И проговаривать все то, чем им, в идейном плане, и приходится заниматься: закрытие старых исторических счетов, нащупывание параметров сосуществования в условиях множественности истин и норм; трансформация человеческой природы, в сознании видения будущего для как можно более широкого круга людей.
Все то, что можно увидеть в первостепенной литературе в диапазоне от Филиппа Дика в Себастьяне Барри и Ниле Стивенсоне к Винфриду Зебальду.
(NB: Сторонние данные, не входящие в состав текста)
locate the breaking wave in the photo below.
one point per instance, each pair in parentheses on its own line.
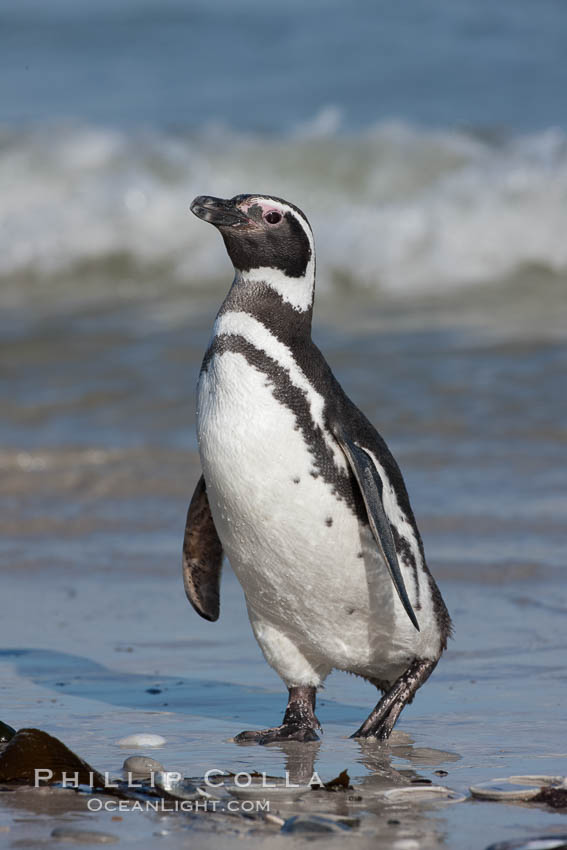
(396,208)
Точнее – можно было увидеть.
Потому только искусство – и речь здесь уже не только о литературе, – вспомнило о некогда недосказанном, как только оно начало расчищать место для будущего, убирая завалы запущенных исторических травм и снятых, но нерешенных вопросов, как общество решило зайти с другой стороны.
Пока искусство в самых передовых своих образцах (скажем, в американской литературе это был Дэвид Фостер Уоллес, в кино – Пол Томас Андерсон) вглядывалось в будущее, пытаясь разобраться с настоящим, общество решило бодрым маршем уйти в прошлое: возвращение национализма в общемировых масштабах, перманентный поиск врага, триумф ресентимента.
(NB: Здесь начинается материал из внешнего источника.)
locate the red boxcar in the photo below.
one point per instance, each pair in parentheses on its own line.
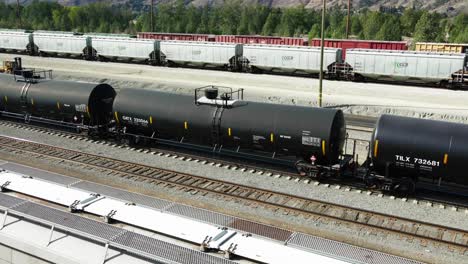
(176,36)
(360,44)
(257,39)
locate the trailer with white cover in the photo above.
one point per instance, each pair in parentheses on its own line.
(19,41)
(62,44)
(203,54)
(408,66)
(289,59)
(126,48)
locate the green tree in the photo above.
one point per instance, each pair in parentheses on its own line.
(314,31)
(390,30)
(271,22)
(428,29)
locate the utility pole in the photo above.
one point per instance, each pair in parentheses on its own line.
(152,15)
(18,13)
(348,19)
(322,44)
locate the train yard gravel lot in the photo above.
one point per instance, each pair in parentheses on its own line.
(354,98)
(396,206)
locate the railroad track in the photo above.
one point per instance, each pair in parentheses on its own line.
(313,210)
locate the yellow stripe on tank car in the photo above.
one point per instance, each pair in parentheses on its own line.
(116,117)
(323,147)
(376,148)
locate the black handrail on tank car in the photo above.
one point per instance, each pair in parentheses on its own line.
(31,75)
(227,93)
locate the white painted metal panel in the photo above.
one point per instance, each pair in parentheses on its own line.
(123,47)
(11,40)
(404,65)
(272,252)
(150,219)
(251,247)
(62,44)
(286,58)
(199,52)
(41,189)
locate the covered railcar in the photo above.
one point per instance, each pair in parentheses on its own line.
(64,101)
(289,59)
(63,44)
(406,149)
(16,40)
(407,66)
(201,54)
(240,126)
(126,48)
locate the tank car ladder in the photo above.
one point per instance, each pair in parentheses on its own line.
(216,127)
То, что должно остаться в прошлом, стало сегодняшней повесткой. В ее тени любая культурная работа, направленная вперед, крайне затрудняется; если вообще это возможно. Тут, изнутри искусства, и начало искрить: приходится основным нервом делать как раз этот диссонанс, сбрасывать обороты, разъяснять давно, казалось бы, понятные прописные истины и общие места.
Плюс – часто ради этого жертвовать художественностью. Все, как и семьдесят лет назад. «Последние вопросы», как и тогда, повисают в воздухе. Только тогда растерялись Фолкнер и Хемингуэй, а сегодня подобное происходит с Пинчоном и Франзеном. И речь же не о том, что не происходит поиска ответов, – даже сами вопросы с нужной частотой не относятся.
Следовательно, контрреволюция как отвержение новых ценностей и сегодняшних вызовов – это касается не только сериалов. Просто там на нее согласились, как представляется, ради денег, но и в силу того, что изначально так оно рынком и затачивалось. Исторически массовый – потому что телевизионный формат; поиграли в определенный момент в свободу и актуальность, задели нового зрителя – и достаточно. Кошелек сам не наполнится, симпатичный сериал сам себя не сделает.
Словом, сериалы максимально точно совпадают с запросом суток: надо – играют на осложнения, однако и упрощаются без лишних вопросов. А, скажем, в литературе из этой же контрреволюции, что надвигается по всем фронтам, по мере сил делают тему, с которой в первую очередь надо разобраться, потому что она тяжеловесной тушей легла на дорогах хоть каких-то художественных и идейных обновлений. Разница немалая.
Сериальная индустрия еще может уловить волну, воздействуя в силу своих особенностей на значительно более широкую аудиторию; еще и выиграть от этого может – зрительская общественность трансформируется стремительно, долго топтаться на месте опасно.
Другой вопрос – есть ли на это время, в условиях, когда мир бесконечно ускоряется: и технически, и, так сказать, идеологически? Возможность передышки в условиях постоянных вызовов и продуцирования территорий эскапизма, которыми живет сегодняшний (сериальный) мир – вещи по-своему нужны.
Главное, чтобы это не был летаргический сон на выжженной земле, когда опасность пропустить точку невозврата увеличивается в разы. Будущее уже здесь. И сейчас оно, к сожалению, не в сериалах.
Хотя сейчас идет второй сезон «Рассказов служанки», можно посмотреть, почему бы и нет, но разве что ради собственного удовольствия.
Автор: Евгений Стасиневич, литературный критик.
Источник: LB.ua
Перевод: BusinessForecast.by
При использовании любых материалов активная индексируемая гиперссылка на сайт BusinessForecast.by обязательна.